Cron Jobs

What is cronapp.py?

cronapp.py is a separate Flask application from flaskapp.py. It runs on a schedule (configured externally in AWS) and performs operations that need to happen periodically across all agency databases.

The critical difference from flaskapp.py:

flaskapp.py connects to one agency’s database (the instance’s dedicated DB)
cronapp.py connects to all agency databases in sequence

The multi-database iteration pattern

# Pseudocode of cronapp.py's main pattern:
databases = get_all_agency_databases()  # SHOW DATABASES filtered to agency DBs

for db_name in databases:
    try:
        engine = create_engine(f"mysql+pymysql://{user}:{password}@{host}/{db_name}")
        with app.app_context():
            db.session.bind = engine
            run_job_for_this_agency(db_name)
    except Exception as e:
        log_error(e)
        continue  # never let one agency's failure stop others

Files

cronapp.py — 42 KB — the main cron application
Directoryorchid/
- Directoryutils/
  - cron_metrics.py — cron job performance tracking

Adding a new cron job

If a cron job is truly necessary, follow this pattern:

def my_new_cron_job(db_name, engine):
    """
    Brief description of what this job does.
    Runs once per agency per cron schedule.
    """
    try:
        # Use db_name and engine to query this agency's database
        results = db.session.execute(
            text("SELECT id FROM case WHERE status = 'active'")
        ).fetchall()

        for row in results:
            # process each result
            pass

        cron_metrics.record_success('my_new_cron_job', db_name)

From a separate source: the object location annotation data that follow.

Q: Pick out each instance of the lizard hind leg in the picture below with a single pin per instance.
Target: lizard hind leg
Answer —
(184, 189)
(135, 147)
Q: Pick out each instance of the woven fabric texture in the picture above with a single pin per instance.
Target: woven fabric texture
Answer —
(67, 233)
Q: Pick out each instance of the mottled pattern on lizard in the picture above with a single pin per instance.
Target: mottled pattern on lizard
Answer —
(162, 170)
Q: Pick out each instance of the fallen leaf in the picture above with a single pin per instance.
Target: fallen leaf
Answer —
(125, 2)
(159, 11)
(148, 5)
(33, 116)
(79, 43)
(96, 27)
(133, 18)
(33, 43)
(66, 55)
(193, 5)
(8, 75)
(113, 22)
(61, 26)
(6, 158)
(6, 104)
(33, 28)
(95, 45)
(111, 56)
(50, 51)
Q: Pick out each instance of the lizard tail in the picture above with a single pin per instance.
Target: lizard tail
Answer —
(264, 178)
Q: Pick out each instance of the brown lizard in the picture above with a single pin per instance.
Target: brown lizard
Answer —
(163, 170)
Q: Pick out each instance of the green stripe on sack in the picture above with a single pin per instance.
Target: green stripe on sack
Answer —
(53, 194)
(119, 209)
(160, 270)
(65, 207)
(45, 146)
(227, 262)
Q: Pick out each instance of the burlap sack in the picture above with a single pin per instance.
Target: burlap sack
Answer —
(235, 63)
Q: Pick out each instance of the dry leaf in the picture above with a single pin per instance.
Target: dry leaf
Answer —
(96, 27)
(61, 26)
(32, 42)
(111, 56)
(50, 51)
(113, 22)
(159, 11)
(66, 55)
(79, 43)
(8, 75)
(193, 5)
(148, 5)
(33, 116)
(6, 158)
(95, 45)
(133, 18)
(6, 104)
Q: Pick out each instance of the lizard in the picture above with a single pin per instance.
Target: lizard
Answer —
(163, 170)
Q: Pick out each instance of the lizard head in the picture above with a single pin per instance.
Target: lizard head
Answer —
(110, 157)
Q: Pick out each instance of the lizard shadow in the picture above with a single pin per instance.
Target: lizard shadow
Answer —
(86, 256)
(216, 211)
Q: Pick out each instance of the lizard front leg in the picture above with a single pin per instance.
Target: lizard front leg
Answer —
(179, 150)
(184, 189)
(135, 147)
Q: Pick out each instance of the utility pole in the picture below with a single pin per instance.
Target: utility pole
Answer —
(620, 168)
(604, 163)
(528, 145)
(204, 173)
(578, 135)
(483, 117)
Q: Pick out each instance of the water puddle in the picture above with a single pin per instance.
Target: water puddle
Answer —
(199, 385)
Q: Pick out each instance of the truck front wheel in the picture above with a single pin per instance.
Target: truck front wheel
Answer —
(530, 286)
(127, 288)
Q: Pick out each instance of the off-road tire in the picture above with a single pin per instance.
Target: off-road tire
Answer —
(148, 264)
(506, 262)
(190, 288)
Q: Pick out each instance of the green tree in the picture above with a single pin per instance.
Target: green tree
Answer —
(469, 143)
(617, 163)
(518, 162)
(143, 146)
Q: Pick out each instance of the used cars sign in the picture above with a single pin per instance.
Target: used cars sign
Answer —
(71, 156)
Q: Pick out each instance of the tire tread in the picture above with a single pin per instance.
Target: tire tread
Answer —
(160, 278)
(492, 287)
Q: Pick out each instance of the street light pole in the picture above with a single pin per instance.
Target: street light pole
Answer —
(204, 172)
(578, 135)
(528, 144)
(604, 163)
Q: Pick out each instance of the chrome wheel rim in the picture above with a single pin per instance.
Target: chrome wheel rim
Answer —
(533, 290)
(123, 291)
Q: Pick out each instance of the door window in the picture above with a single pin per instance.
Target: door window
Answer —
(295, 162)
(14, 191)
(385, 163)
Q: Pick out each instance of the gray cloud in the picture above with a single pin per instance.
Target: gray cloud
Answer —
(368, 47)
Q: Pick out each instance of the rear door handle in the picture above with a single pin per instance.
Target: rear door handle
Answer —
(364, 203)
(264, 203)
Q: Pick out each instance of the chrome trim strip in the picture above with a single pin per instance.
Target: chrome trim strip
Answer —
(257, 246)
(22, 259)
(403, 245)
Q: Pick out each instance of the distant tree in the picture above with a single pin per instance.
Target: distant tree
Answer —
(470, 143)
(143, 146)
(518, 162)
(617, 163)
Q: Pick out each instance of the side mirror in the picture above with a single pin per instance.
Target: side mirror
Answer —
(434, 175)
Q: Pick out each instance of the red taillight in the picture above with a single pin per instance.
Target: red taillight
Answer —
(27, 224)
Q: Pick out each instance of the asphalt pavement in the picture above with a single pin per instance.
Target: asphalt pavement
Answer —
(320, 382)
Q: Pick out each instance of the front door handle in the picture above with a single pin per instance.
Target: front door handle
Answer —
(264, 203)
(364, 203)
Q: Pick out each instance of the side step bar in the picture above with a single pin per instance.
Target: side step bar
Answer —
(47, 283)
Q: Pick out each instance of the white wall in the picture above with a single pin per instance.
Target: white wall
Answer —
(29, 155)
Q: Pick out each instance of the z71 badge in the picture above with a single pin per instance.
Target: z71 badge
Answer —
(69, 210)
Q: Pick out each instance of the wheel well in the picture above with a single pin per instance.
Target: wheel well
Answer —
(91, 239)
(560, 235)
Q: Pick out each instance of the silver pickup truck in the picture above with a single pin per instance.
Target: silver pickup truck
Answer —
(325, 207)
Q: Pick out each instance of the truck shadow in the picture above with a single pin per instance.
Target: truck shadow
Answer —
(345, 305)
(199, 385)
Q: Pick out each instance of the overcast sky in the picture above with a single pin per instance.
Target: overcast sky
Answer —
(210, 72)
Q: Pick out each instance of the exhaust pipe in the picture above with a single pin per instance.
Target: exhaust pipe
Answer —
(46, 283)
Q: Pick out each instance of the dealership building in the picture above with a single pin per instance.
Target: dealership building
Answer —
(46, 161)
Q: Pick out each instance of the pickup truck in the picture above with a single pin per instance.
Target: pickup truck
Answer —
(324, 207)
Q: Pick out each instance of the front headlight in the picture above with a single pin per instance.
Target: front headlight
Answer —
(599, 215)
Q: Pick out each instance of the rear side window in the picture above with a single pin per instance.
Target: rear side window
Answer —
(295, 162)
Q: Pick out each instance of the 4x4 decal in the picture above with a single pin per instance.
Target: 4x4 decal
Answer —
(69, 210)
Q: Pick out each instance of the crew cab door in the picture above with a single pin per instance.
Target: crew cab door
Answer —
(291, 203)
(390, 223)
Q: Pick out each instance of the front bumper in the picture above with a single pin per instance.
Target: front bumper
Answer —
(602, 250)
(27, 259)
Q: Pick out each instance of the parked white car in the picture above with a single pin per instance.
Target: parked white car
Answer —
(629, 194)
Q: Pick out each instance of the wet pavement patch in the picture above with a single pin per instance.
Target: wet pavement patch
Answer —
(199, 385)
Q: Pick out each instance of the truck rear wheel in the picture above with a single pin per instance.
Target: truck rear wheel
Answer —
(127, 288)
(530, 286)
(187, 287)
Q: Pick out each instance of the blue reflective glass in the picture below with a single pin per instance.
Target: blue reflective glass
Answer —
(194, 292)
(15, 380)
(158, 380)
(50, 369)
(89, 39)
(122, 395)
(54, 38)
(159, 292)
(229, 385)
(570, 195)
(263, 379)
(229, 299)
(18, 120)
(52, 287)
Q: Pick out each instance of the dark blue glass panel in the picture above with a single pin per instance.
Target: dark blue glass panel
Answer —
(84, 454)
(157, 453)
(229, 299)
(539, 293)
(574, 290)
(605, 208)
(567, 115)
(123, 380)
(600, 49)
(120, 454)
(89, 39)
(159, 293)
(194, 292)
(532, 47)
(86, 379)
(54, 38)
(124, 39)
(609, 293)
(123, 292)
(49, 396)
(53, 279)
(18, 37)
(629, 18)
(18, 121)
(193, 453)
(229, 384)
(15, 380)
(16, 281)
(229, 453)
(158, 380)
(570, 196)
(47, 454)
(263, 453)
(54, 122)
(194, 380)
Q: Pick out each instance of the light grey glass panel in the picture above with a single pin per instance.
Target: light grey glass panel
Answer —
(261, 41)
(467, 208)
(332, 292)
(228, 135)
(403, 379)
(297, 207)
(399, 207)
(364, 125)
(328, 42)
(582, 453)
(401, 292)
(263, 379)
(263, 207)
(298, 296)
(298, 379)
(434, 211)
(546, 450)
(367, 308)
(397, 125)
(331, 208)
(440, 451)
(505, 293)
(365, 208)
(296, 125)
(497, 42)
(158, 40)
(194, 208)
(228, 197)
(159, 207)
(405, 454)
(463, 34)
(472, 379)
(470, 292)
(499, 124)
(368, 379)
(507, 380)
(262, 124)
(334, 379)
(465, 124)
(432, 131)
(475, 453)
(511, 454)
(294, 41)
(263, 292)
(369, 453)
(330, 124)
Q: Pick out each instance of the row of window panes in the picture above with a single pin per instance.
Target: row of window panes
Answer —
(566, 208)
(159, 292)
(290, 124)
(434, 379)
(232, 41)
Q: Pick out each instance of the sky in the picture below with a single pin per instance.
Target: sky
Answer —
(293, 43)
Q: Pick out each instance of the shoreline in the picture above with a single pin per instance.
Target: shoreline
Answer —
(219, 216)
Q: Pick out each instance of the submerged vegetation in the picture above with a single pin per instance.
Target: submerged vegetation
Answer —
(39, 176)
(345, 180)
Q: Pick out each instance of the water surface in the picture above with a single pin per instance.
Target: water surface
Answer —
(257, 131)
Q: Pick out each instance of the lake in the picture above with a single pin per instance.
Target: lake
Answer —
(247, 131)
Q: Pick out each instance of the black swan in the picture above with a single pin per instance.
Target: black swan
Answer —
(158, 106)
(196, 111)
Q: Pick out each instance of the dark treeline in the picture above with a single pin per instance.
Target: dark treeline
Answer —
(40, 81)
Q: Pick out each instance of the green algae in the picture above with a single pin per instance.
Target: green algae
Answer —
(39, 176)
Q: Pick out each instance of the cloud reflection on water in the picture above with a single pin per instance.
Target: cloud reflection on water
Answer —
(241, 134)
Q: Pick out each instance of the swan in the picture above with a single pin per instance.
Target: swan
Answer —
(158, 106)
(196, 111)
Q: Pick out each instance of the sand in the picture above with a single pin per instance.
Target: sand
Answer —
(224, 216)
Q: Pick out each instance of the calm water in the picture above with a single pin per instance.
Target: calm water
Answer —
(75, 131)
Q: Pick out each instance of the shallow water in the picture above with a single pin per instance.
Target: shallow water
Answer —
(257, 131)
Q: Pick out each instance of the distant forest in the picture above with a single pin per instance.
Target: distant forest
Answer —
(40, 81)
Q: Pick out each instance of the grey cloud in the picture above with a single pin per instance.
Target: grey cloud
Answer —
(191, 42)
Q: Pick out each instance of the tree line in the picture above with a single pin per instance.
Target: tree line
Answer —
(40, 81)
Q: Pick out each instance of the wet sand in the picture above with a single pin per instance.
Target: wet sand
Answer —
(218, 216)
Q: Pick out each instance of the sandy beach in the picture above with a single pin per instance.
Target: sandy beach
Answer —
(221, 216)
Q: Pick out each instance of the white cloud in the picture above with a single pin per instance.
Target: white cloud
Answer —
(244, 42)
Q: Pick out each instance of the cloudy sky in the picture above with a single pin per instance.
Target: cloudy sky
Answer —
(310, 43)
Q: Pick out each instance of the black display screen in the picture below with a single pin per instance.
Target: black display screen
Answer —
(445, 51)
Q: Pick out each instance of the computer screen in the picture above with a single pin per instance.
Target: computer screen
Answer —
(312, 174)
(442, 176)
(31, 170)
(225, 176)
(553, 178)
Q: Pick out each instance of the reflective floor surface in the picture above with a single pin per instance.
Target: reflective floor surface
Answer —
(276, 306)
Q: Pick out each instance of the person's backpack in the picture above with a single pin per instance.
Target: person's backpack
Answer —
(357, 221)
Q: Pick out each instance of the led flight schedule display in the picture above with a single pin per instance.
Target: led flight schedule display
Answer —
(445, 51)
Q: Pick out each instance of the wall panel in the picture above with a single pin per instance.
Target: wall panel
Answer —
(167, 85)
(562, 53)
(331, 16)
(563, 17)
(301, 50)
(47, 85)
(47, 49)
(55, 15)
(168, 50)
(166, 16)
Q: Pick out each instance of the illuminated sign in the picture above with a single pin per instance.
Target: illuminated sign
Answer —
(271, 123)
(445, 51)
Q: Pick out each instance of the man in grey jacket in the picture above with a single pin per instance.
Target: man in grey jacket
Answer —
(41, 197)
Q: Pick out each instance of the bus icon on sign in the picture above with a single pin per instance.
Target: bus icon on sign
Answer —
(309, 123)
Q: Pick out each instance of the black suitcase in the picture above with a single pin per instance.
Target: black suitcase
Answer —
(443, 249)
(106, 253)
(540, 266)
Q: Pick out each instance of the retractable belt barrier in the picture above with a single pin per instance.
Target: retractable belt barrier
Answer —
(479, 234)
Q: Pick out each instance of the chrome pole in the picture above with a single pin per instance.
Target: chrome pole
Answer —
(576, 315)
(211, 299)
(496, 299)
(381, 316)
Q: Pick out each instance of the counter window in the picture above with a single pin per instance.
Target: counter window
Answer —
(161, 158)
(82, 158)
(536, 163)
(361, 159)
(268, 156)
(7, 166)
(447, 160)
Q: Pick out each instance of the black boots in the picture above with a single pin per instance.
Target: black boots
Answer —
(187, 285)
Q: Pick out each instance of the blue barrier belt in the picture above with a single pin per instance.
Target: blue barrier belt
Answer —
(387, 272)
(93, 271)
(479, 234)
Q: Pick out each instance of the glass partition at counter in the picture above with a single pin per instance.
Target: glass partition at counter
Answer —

    except Exception as e:
        cron_metrics.record_failure('my_new_cron_job', db_name, e)
        log.error(f"my_new_cron_job failed for {db_name}: {e}")
        # Do NOT re-raise — let the loop continue to the next agency


# In the main cron loop in cronapp.py:
for db_name in databases:
    with engine_for(db_name):
        my_new_cron_job(db_name, engine)

Checklist for new cron jobs

Error handling with try/except that does not re-raise
continue on failure so the next agency still runs
cron_metrics.record_success/failure calls for monitoring
Tested against a single agency database before deploying
No external API calls inside the per-agency loop (or rate-limit-aware if unavoidable)
Documented here with what it does and how often it runs

Cron schedule configuration

The cron schedule is configured externally in AWS (not in cronapp.py itself). The schedule determines how often cronapp.py is invoked. Common schedules:

Job type	Typical schedule
Notification sends	Every 15 minutes
Email sync monitoring	Every 30 minutes
Health checks	Hourly
Overnight reports	Daily at 2 AM

To change a schedule, update the AWS CloudWatch Events / EventBridge rule that triggers the cron EB environment.

Cron metrics

orchid/utils/cron_metrics.py tracks:

How long each cron job takes per agency
Success/failure counts per agency
Total run duration

Use cron_metrics.record_success() and cron_metrics.record_failure() in every cron job function. This data surfaces in CloudWatch and helps diagnose slow or failing cron runs.

Debugging cron failures

When a cron job fails silently:

Check CloudWatch logs for the cron EB environment (it is a separate environment from the web app). Filter by job name.
Check cron_metrics tables in the database for failure records.
Run the job manually by invoking cronapp.py directly on a test machine pointing to a single agency database:

python cronapp.py --agency=local_main  # if --agency flag is supported

Or temporarily add if db_name != 'my_test_db': continue to the loop to target one agency.